Wednesday, March 20, 2013. Chalmette Penetrated, At Last.

Written by Tom Fitzmorris March 28, 2013 04:23 in

Dining Diary

Wednesday, March 20, 2013.
Chalmette Penetrated, At Last.

Restaurateurs don't like Daylight Saving Time. It began a couple of weeks ago, and I'm hearing the complaints already. Diners don't start thinking about heading out to a restaurant until it gets dark, the restaurant guys say. And then a lot of the would-be customers realize that it's seven-thirty or eight, and decide it's too late to go to a full-menu kind of place.

I try to be as much like a normal diner as I can. But I like DST. There are certain restaurants I don't feel comfortable visiting after dark. This may be entirely irrational, but given the number of times I dine solo and the crime rate these days, I think it's reasonable.

MeMe's bar.

I took advantage of the extended daylight hours today to head to St. Bernard Parish, where I have not dinged in a long time. In particular I have heard good things about MeMe's, a year-old bistro in Chalmette. I'm not worried about being mugged in Chalmette, but finding restaurants isn't easy. MeMe's was not obvious. Since it's on Judge Perez Drive, the main thoroughfare, I couldn't slow down and look for it without having the cars behind me pull a little too close or flash their hi-beans at me.

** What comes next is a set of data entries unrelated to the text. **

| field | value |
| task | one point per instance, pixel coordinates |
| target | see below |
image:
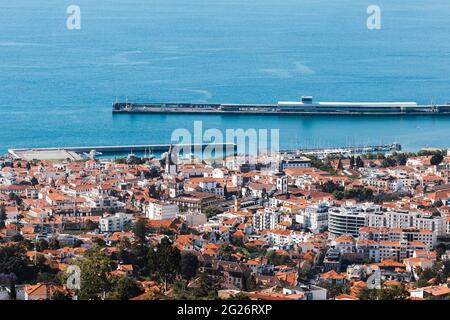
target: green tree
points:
(359, 162)
(124, 289)
(352, 161)
(437, 159)
(94, 266)
(3, 216)
(212, 211)
(188, 266)
(140, 230)
(53, 243)
(14, 261)
(164, 262)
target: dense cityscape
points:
(279, 227)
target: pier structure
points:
(305, 106)
(352, 150)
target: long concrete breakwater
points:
(304, 107)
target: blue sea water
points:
(57, 85)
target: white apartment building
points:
(403, 219)
(266, 219)
(161, 211)
(314, 217)
(116, 222)
(411, 235)
(348, 219)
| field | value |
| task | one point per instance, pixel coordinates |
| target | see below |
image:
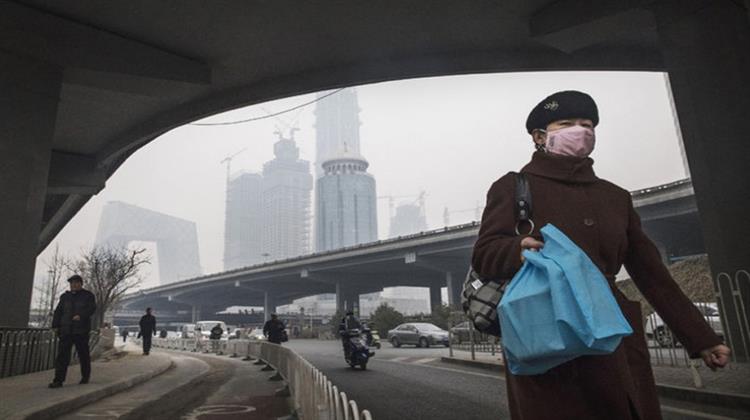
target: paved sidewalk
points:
(729, 386)
(27, 396)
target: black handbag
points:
(480, 296)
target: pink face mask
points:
(571, 141)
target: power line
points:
(269, 115)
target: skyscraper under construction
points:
(287, 185)
(268, 214)
(346, 207)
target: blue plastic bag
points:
(558, 307)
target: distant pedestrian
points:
(72, 323)
(148, 330)
(215, 336)
(274, 330)
(598, 217)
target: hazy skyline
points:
(449, 136)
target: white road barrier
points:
(315, 397)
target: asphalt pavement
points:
(411, 382)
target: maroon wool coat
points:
(599, 217)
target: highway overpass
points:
(433, 259)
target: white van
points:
(188, 331)
(206, 326)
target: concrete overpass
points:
(86, 83)
(432, 259)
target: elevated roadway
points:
(432, 259)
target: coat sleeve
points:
(643, 263)
(497, 252)
(90, 306)
(57, 316)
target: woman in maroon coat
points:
(599, 217)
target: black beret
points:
(562, 105)
(75, 277)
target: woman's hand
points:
(530, 243)
(716, 356)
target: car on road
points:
(461, 333)
(658, 331)
(421, 334)
(206, 327)
(256, 334)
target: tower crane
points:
(228, 161)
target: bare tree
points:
(109, 273)
(51, 287)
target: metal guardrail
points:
(28, 350)
(315, 397)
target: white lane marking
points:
(694, 413)
(484, 375)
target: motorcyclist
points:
(348, 323)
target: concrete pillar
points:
(346, 298)
(706, 51)
(269, 305)
(196, 313)
(436, 299)
(454, 285)
(28, 110)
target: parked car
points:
(658, 331)
(421, 334)
(461, 333)
(256, 334)
(187, 331)
(206, 327)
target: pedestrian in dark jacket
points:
(72, 322)
(148, 330)
(348, 323)
(216, 332)
(599, 217)
(274, 330)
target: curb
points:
(55, 410)
(724, 399)
(495, 367)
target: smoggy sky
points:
(449, 136)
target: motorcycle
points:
(359, 353)
(373, 338)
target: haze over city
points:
(450, 137)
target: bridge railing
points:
(28, 350)
(314, 396)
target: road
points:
(413, 383)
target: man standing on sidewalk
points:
(274, 330)
(72, 323)
(148, 329)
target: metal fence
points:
(27, 350)
(314, 396)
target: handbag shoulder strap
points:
(523, 203)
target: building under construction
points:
(268, 214)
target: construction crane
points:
(420, 198)
(228, 161)
(477, 213)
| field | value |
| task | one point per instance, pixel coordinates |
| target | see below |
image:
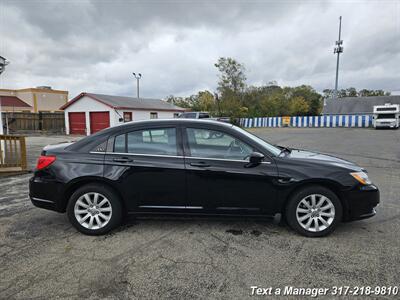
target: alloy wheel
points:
(315, 212)
(93, 210)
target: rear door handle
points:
(123, 159)
(200, 164)
(285, 180)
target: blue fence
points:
(311, 121)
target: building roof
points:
(12, 101)
(120, 102)
(40, 89)
(356, 105)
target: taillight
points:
(45, 161)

Complicating matters is that a lot of street signs are still missing from their posts, one of many persistent Katrina problems in Da Parish. Even using the map function on my iPhone (what a great toy!), it was easy to blow past MeMe's, as I did three times before I made the right turn.

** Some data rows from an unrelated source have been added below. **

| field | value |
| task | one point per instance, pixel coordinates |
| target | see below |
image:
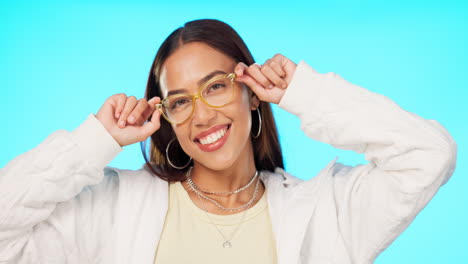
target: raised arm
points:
(409, 157)
(58, 200)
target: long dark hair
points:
(221, 36)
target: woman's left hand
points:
(268, 81)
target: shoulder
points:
(333, 173)
(116, 177)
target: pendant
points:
(227, 244)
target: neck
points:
(224, 180)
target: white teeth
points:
(213, 137)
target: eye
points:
(215, 87)
(179, 103)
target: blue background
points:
(59, 61)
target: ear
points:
(254, 101)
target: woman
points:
(214, 190)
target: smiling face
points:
(216, 138)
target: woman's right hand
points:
(124, 118)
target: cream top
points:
(189, 237)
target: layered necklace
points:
(227, 240)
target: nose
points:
(203, 114)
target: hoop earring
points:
(169, 161)
(259, 123)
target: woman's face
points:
(229, 126)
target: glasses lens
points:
(178, 108)
(218, 92)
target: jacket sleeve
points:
(55, 205)
(409, 157)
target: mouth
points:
(214, 138)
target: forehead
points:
(189, 64)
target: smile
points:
(213, 138)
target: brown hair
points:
(221, 36)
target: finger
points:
(151, 126)
(255, 72)
(136, 113)
(240, 69)
(273, 76)
(276, 67)
(129, 105)
(256, 87)
(148, 111)
(120, 103)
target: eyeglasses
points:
(216, 93)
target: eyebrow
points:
(200, 82)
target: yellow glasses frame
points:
(198, 95)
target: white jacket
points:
(60, 204)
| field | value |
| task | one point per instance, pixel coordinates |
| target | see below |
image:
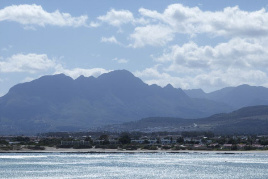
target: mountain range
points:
(248, 120)
(60, 103)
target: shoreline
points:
(114, 151)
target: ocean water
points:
(139, 165)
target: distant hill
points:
(237, 97)
(248, 120)
(59, 103)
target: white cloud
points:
(27, 79)
(110, 40)
(236, 53)
(231, 22)
(238, 61)
(26, 63)
(121, 60)
(228, 22)
(154, 35)
(94, 24)
(117, 17)
(35, 15)
(76, 72)
(153, 76)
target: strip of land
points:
(99, 150)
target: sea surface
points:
(138, 165)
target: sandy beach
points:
(99, 150)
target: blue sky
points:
(190, 44)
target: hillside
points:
(59, 103)
(237, 97)
(248, 120)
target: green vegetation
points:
(137, 141)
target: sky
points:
(189, 44)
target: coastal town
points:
(163, 141)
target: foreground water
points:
(139, 165)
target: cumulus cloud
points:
(26, 63)
(236, 53)
(76, 72)
(154, 35)
(235, 62)
(120, 60)
(117, 17)
(110, 40)
(35, 15)
(228, 22)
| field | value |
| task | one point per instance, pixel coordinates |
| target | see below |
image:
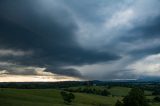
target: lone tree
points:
(135, 97)
(68, 97)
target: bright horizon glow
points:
(34, 78)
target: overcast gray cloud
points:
(93, 39)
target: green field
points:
(52, 97)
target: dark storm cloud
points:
(48, 35)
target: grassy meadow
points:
(52, 97)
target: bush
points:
(157, 99)
(67, 97)
(119, 103)
(135, 97)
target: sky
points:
(56, 40)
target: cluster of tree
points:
(68, 97)
(90, 90)
(157, 99)
(135, 97)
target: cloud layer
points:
(90, 39)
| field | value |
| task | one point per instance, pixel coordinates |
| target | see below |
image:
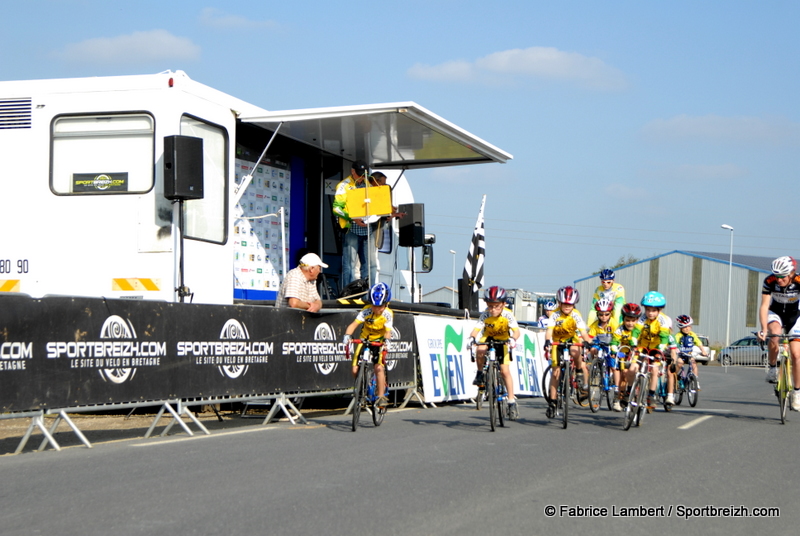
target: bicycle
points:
(661, 389)
(686, 382)
(636, 407)
(567, 387)
(601, 378)
(494, 390)
(365, 388)
(785, 385)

I parked on the side street, which gave a misleading idea of the restaurant. It was a little shabby along that side. To match the crowd this suggested, I took off my jacket and tie. Inside, though, I found a nice-looking space, smaller than I expected. The man at the door gave me a good table, the waitress came over to offer a glass of wine. And suddenly I felt entirely at home.

That improved once I read through the menu. Here were many of my favorite local dishes. Four kinds of baked oysters, for example. Barbecue shrimp. Veal, chicken, and pork, done all the usual ways. Gulf fish with the usual sauces. Most encouraging of all was that I saw nothing gross. No cheese or bacon added to make a dish seem more appealing while actually degrading the flavor. Somebody here has very good taste.

Oysters MeMe.

The oysters were a no-brainer, but which ones? Three of the four varieties came out on the half-shell; oysters MeMe was in a gratin dish. Would that be Italian style? Yes, said the waitress. Well, I'll have that. She then told of a special involving panneed veal and pasta Alfredo. That dish was incredibly popular in the best restaurants in the early 1980s (all the way up to Commander's Palace), but we don't see it much anymore. Let's have that, too. With a salad in between.

Three soups at MeMe's

The oysters tasted as good as they smelled, and since they came out bubbling under the bread crumbs they smelled wonderful. This was already too much to eat--for an appetizer, anyway. The salad added to the fullness. By then I had been identified, and the MeMe of the evening (there are two of them; the restaurant is owned and managed by two couples) brought me small cups of all three soups. All rich, all good.

Panneed veal.

The panneed veal--toasty, almost sizzling, very tender-- was raised a click by a little brown sauce made with wine and wild mushrooms. The Alfredo component remained in charge, though. Doing my best, I could only finish half of this very large platter. I understand the reason for it. In St. Bernard, for a restaurant to even hint at small portions is the kiss of death, what with the standards of weights and measures set by Rocky & Carlo's.

Neapolitan creme brulee.

I got dessert anyway, mainly because I wanted to see what a Neapolitan creme brulee looked like. Answer: pink. Very, very sweet, beyond my threshold. This was the only dubious dish of the evening.

But. . . here is a restaurant with food at a level that would (and does) pass in much more expensive restaurants in much more auspicious circumstances. I tried to think back on all the other meals I've had in St. Bernard, and couldn't think of one that was even close to this good.

It occurred to me that in the thirty-three years I've written a weekly column for CityBusiness newspaper, I have written exactly one about a St. Bernard restaurant. (Barrister's, where we also did an Eat Club dinner once. But it was gone even before Katrina.) I have a feeling that Da Parish has finally begun supporting serious restaurants. Now that I can get there before the sun goes down, I will do some more checking of some other good ones I've heard rumors of.


MeMe's Bar & Grille. St. Bernard: 712 W. Judge Perez Dr. 504-644-4992.